We went to Auberge de Soleil in an effort to salvage that last tasting experience, but unfortunately got there with the rest of the throngs who have discovered just about every secret that remained in Napa and instead of a quiet, beautiful view over the valley, we found ourselves surrounded by people with more money than charm and decided even after securing a table that we didn’t need to be there.
So we headed to Turnbull and there, right before they closed, found at last again, one of our favorite wineries – the first that Tatjana had been to and the same woman, CJ, whose daughter in law is from Belarus, and who remembered us from last year. We sampled all the wonderful wines and Tatjana, my communist anti yup gf signed up to be a wine club member – shocking.
Then we made our way back up the valleys of incomparable beauty stopping in Calistoga to make a reservation for mudbaths tomorrow (today Sunday) and meandered home where all of our best intentions to do more collided with finding our bed and going to sleep at 7PM not to wake up until 7 the next morning – 12 hours of sleep!

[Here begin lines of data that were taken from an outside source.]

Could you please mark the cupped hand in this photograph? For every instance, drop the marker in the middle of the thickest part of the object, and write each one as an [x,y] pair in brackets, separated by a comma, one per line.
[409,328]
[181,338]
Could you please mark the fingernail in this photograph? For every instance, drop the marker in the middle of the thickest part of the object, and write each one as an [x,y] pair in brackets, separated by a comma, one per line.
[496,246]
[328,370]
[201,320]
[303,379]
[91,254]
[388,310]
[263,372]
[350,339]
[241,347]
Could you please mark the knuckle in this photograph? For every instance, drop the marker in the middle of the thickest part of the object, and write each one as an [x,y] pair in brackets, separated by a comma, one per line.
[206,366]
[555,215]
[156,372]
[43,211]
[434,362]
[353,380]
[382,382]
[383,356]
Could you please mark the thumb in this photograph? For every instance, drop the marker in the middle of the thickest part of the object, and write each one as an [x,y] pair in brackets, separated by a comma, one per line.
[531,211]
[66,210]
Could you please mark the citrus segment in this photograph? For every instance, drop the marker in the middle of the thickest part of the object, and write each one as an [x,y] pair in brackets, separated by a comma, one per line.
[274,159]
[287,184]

This would work out as a great itinerary for those slightly older wanting to visit as it is the reality of being in the land of plenty and having little reserves – one bite at a time is all you need at this point in life. It also made me think of chucking the itineraries in the future as they only seem to provide a sense of stress to uphold them, a sense of failure in not completing them, and they sort of subtract from the feeling of shared discovery.